The relationship between the U.S. and their junior partners-in-crime—the viciously oppressive Islamic fundamentalist Saudi rulers—is a key element of U.S. domination of a region that is a hotspot of contention between reactionary global and regional powers. And so the U.S. is sticking by and backing the Saudis militarily and diplomatically, regardless of what new and even worse conflicts and chaos the Saudi/U.S. crimes set in motion.

But the central role of the U.S. in support of the Saudi-led coalition is largely covered up by the mainstream U.S. media which, while reporting on U.S. military support for the Saudi coalition, usually fails to bring out the role of the U.S. when it comes to the deaths of thousands of civilians.
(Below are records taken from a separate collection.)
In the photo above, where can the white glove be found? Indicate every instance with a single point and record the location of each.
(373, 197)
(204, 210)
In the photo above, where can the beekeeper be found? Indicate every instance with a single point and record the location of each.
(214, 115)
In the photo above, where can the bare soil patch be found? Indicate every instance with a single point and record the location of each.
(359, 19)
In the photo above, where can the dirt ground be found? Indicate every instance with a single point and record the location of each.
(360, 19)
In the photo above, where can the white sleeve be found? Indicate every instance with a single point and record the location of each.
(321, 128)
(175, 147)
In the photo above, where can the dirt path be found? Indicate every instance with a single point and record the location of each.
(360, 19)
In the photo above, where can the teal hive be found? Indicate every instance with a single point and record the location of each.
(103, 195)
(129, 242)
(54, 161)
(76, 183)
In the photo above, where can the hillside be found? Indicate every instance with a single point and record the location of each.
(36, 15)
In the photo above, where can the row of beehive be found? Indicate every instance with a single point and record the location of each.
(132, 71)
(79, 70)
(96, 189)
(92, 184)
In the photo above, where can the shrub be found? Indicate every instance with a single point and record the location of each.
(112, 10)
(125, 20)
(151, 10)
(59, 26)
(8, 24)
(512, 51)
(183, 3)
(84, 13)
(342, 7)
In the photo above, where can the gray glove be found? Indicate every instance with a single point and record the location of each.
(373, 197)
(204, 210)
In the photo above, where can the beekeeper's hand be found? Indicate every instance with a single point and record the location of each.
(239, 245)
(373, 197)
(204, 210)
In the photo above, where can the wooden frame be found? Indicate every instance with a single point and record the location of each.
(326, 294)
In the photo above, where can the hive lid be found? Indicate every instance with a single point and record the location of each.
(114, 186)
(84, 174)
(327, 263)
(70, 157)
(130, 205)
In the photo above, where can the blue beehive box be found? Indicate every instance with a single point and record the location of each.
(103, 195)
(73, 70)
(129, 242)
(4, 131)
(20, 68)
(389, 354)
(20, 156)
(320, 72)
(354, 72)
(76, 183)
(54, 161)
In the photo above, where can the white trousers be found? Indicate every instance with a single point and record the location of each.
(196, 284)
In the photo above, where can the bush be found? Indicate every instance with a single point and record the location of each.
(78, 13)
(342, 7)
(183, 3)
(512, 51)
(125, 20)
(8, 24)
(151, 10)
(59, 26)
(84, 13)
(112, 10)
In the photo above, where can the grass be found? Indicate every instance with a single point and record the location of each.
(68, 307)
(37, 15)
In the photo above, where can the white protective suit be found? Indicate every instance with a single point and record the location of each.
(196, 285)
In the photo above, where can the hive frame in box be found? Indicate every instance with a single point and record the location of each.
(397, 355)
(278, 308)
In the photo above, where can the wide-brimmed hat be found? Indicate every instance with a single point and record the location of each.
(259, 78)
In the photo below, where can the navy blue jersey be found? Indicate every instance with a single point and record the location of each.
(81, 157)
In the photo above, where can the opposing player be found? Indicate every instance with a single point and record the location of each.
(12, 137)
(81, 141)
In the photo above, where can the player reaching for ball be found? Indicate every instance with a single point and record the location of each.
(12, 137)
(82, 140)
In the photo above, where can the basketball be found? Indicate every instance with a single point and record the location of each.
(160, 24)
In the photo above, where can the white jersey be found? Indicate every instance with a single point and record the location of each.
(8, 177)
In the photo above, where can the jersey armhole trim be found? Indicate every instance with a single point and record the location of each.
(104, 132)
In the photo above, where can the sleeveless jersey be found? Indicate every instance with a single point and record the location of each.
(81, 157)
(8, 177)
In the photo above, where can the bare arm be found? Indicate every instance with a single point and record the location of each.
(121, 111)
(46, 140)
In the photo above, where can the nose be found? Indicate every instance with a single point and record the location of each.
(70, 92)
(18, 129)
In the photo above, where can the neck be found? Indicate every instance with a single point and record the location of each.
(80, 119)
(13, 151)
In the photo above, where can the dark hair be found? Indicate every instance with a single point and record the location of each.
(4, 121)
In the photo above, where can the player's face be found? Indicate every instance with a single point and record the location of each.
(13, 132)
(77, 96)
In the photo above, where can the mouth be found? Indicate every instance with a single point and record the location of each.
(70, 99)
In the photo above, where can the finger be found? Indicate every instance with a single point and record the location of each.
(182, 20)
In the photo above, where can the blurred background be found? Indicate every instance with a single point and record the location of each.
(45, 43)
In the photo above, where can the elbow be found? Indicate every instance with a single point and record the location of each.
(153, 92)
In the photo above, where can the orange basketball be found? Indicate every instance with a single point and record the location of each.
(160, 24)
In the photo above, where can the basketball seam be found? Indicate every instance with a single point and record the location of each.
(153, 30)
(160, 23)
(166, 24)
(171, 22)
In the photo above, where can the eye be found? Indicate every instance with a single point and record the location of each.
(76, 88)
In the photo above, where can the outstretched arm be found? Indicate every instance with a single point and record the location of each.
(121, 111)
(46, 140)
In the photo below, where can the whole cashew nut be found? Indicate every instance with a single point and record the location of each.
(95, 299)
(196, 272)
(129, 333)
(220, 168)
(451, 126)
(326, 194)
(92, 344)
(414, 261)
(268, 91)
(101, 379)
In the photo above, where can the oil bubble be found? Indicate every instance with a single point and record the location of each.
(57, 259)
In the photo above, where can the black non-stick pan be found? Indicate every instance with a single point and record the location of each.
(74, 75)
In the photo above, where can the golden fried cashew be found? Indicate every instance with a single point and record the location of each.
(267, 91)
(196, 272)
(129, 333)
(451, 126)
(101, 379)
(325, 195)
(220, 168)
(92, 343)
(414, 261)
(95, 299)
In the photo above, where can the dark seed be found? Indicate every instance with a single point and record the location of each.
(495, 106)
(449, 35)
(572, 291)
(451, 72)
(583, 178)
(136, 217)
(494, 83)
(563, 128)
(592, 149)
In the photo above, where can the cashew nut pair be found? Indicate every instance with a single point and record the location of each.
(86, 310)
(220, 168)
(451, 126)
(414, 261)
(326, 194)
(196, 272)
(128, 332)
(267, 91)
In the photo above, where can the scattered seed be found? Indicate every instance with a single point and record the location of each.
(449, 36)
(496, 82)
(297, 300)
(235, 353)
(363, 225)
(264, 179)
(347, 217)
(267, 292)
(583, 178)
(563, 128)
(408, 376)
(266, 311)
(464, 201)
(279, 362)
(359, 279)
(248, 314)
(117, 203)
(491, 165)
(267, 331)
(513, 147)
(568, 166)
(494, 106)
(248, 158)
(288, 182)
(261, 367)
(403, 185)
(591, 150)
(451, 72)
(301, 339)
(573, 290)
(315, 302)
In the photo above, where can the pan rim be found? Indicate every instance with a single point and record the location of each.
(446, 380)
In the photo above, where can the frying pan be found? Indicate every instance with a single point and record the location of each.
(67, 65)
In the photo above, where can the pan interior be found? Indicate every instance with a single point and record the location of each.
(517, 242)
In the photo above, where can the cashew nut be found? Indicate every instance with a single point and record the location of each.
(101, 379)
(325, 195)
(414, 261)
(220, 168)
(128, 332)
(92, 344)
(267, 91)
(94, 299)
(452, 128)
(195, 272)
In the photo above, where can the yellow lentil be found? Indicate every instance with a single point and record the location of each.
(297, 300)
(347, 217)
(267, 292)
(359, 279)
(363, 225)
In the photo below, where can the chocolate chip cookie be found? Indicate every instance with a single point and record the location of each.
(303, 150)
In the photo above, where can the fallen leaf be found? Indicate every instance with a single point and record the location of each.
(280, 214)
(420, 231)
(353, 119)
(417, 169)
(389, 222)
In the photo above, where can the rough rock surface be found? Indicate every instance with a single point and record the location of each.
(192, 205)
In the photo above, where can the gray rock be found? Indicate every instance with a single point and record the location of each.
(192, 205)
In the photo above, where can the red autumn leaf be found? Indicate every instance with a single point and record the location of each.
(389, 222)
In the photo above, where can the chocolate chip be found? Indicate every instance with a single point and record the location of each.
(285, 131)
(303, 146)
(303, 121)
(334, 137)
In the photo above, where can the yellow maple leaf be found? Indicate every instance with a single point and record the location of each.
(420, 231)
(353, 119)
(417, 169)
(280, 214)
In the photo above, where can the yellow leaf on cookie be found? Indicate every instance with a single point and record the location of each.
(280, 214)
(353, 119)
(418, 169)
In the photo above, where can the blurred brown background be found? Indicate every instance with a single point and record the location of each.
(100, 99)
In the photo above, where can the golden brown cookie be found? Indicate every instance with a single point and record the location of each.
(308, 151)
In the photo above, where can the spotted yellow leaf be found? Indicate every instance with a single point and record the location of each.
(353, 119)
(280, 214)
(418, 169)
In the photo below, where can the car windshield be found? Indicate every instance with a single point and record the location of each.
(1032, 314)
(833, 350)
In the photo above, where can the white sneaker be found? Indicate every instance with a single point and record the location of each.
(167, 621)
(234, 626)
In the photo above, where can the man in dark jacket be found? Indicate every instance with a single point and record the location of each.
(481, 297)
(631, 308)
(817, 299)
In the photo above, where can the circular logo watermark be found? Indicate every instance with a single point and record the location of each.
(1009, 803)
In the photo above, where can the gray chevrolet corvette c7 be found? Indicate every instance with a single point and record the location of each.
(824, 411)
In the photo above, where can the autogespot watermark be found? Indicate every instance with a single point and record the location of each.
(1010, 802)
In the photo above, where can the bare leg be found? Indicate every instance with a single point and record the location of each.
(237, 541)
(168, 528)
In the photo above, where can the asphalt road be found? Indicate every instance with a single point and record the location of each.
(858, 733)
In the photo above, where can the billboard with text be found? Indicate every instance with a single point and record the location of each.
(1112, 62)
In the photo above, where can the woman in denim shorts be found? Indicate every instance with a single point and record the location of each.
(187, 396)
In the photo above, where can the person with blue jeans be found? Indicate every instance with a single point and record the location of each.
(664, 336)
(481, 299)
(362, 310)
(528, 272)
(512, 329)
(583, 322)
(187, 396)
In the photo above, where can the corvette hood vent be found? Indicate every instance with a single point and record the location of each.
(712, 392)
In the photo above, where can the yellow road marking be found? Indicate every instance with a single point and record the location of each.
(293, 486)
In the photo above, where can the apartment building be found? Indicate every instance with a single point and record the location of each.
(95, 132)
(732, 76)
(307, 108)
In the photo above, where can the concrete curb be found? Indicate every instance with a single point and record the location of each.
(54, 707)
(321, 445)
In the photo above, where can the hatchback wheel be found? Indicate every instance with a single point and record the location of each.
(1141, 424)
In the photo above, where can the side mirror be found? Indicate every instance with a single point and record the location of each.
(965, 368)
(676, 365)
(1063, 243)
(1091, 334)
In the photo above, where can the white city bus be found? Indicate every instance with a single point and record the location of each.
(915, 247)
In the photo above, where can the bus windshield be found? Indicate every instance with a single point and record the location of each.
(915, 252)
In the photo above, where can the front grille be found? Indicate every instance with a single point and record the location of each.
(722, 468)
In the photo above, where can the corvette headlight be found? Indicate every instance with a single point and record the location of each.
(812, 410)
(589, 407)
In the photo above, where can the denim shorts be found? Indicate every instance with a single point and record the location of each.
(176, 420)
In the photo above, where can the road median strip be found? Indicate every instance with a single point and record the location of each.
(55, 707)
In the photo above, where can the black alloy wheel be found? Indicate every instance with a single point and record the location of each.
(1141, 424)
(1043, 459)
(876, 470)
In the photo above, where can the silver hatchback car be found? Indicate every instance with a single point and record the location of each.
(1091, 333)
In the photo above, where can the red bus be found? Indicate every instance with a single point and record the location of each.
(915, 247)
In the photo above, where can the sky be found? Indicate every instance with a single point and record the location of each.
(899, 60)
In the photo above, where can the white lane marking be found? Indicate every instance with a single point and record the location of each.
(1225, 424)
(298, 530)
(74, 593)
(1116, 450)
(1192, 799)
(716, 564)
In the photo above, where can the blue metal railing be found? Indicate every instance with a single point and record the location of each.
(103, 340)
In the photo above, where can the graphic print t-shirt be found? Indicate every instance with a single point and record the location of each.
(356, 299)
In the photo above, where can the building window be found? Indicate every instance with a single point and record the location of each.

For instance, in the New York Times article on September 13, the horrors coming down on Yemeni civilians is described in some detail. At the same time, the U.S. role in this is muted.

On March 4, the king of Saudi Arabia sat down with President Obama in the White House, and when the talks were over, they jointly announced the U.S. will soon finalize a $1 billion arms deal with the Saudis—on top of the more than $90 billion in military aid provided by the U.S. to the Saudi regime between October 2010 and October 2014.

This is blood on the hands of the rulers of the U.S.

STOP wars of empire, armies of occupation, and crimes against humanity!